The U.S. has intermittantly occupied and governed Haiti over much of the last hundred years. If Haiti is unable to govern and maintain itself at a level that the conscience of mankind can accept, which may especially be the case after this calamity in which so much of its structure and infrastructure has been destroyed, then it may simply be necessary for outside forces to govern the country. As I said, one nation cannot build another nation. But one nation can take over and govern another nation, and, in that position of actual power and leadership, build up its infrastructure, its education, its health care, its agriculture and manufactuing and so on. How about the French? They haven’t done anything helpful and positive in the world in, oh, a couple of centuries at least. They’ve got that “mission to civilize,” haven’t they? Well, here’s their chance—and also perhaps a historical chance for them to make right whatever went wrong the first time they colonized Haiti. At the least it will give them a useful job to do, instead of their usual activities of conspiring with the enemies of Israel and facilitating the Islamization of Europe.

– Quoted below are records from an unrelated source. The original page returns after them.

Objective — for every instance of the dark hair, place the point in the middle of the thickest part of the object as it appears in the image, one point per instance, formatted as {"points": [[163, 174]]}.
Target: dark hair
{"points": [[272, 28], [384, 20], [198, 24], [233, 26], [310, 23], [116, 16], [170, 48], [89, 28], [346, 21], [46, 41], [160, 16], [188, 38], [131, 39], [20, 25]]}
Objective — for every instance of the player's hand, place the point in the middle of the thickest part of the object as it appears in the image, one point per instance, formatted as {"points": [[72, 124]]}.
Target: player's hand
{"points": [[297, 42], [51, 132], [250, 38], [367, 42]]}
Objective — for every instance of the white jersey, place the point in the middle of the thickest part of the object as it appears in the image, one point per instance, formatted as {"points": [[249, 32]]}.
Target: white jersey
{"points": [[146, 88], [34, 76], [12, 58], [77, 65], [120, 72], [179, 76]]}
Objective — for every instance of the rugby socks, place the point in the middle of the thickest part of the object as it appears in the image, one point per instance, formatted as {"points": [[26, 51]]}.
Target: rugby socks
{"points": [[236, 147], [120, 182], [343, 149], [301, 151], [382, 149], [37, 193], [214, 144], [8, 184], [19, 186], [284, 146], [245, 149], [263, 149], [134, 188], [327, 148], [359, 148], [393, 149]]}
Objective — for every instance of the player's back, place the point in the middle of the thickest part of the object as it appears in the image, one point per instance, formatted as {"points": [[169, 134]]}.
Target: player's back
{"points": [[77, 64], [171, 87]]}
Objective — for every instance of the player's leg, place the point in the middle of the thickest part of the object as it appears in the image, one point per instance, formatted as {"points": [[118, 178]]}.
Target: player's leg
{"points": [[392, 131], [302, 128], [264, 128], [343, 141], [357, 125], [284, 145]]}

I know the idea sounds ludicrous, since the first French colony ended with the Haitians massacring the French colonists. But that’s a long time ago, and, frankly, I’m anxious to find a way to save America from having to be the occupying power in post earthquake Haiti.
Bill Clinton is just doing what he does best when it comes to Haiti: saying stuff that sounds good. It doesn’t mean a thing. Like many other liberals, he confuses words with action; so long as he says the right things, why, it’s as if he actually did something. Consider Jesse Jackson: how many times has he blathered on some TV show about “babies makin” babies,” in a reference to underaged unmarried pregnant girls? I’m sure hundreds, if not thousands of times. Now, how many times has Jackson actually proposed any sort of concrete solution to the problem? I believe the number is less than zero, if you count his bastard child(ren).An Indian living in the West writes:
What about the French? They haven’t done anything helpful and positive in the world in, oh, a couple of centuries at least.Nik S. writes:
It comes down to this: Haiti, and Haitians, would be much better off if France had never left.Einton writes:
Karl D. wrote on your site: “I am just waiting for the ideological gymnastics that will come in the ensuing days as to why Haiti is a perpetually failed state.”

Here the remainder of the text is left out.